As far as art forms go, it doesn’t get more lowbrow than lenticulars, the 2-D printed pictures that, with the aid of a rippled, plasticized coating, appear three dimensional, often with animated effects. Think of those thrift store portraits of Jesus that appear to be winking.
Artists Jamex and Einar de la Torre have used this technology — generally reserved for popular religious art and advertising campaigns — to fantastic effect.
In fact, a show of their work at Koplin Del Rio in Culver City offers a bounty of pieces that employ the device. Among them: a mandalatype design studded with images of skulls, anatomical sketches and religious iconography and a Last Supper-style scene in which the disciples’ faces have been replaced with those of the artists.
Among the most elaborate works are a pair of lenticulars that take on the U.S.-Mexico border as their subject: “Rites of Passage” and “Border Park of Earthly Delights,” both of which were made in 2014. (Unfortunately the images don’t capture the works’ psychedelic effects.)
The brothers, who were born in Guadalajara but completed their high school and university studies in Orange County and Long Beach, respectively, spend a lot of time on the border. They have a home in San Diego but maintain their studio in the Valle de Guadalupe, just inland from Ensenada.
“The border is so misunderstood,” Einar says via telephone from the pair’s Mexico studio. “It’s too much of a caricature for so many people. It’s seen as a line that keeps people from crossing. But the border is a really dynamic place.
“There’s a tremendous amount of people who work on one side and then live on the other side,” he says. “It used to be that the people who lived on the Tijuana side would work on the San Diego side. But when the violence peaked years ago, a lot of rich people from Tijuana moved to Chula Vista and they go to Tijuana to work.”
The pieces in the show capture the border as a hive of strange and surreal activity.
“Rites of Passage” is based on an actual photo of the border that the brothers took in the vicinity of Tijuana’s airport. To that they added long lines of dolls and religious figures and bits of historic paintings. Figures on the Mexican side reemerge as meat in the U.S.
In the foreground, a set of welldressed figures guard a special entrance. “That’s SENTRI,” Einar says, chuckling, referring to the special U.S. Customs and Border Protection Service program that allows pre-approved travelers to cross the border without having to endure the legendarily long lines.
“Border Park of Earthly Delights” is also based on an original photograph, this one of the beaches that line the border wall as it dips into the Pacific Ocean. On the California side is Border Field State Park, a nature preserve. “The park,” says Einar, “was this place where people from both sides would be able to get together. That never happened.”
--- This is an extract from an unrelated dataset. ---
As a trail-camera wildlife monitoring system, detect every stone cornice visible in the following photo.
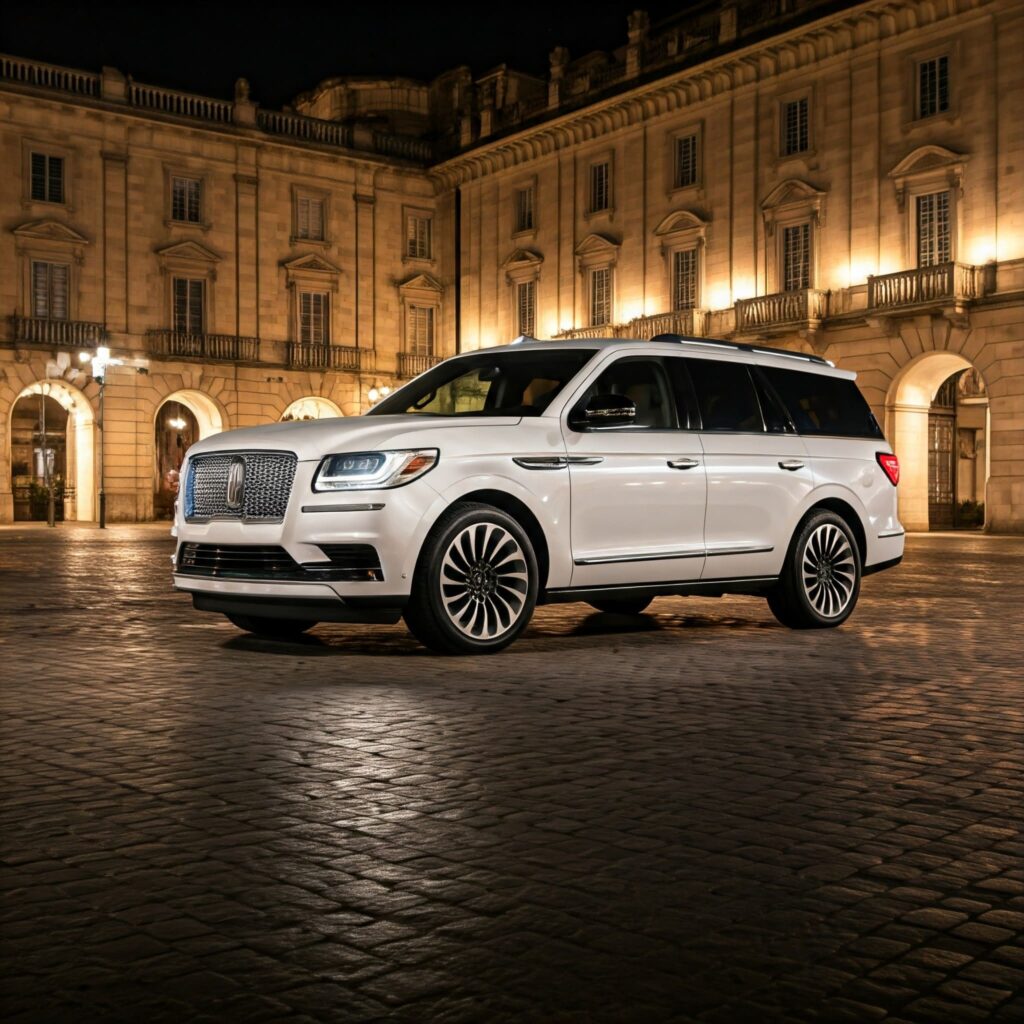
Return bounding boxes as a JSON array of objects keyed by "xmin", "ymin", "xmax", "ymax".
[{"xmin": 427, "ymin": 0, "xmax": 993, "ymax": 191}]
To this photo, the brothers added images by 15th century Netherlandish master Hieronymus Bosch, renowned for his surreal hellscapes, full of bizarre creatures and unsettling scenes. (The title of the work pays tribute to Bosch’s “Garden of Earthly Delights.”) Though, naturally, the brothers add their own flourishes, such as a spit that dispenses roasted al pastor meat for tacos amid a clutch of writhing Boschean figures.
“We put Bosch’s hell images on the Mexican side,” says Einar. “And the tiny images you see on the U.S. side are images from Bosch’s heaven painting. But it’s really the images from hell that are more interesting.”
Not that they’re necessarily equating Mexico with hell. “You can be in heaven wherever you are,” says Einar, “as long as you have money.”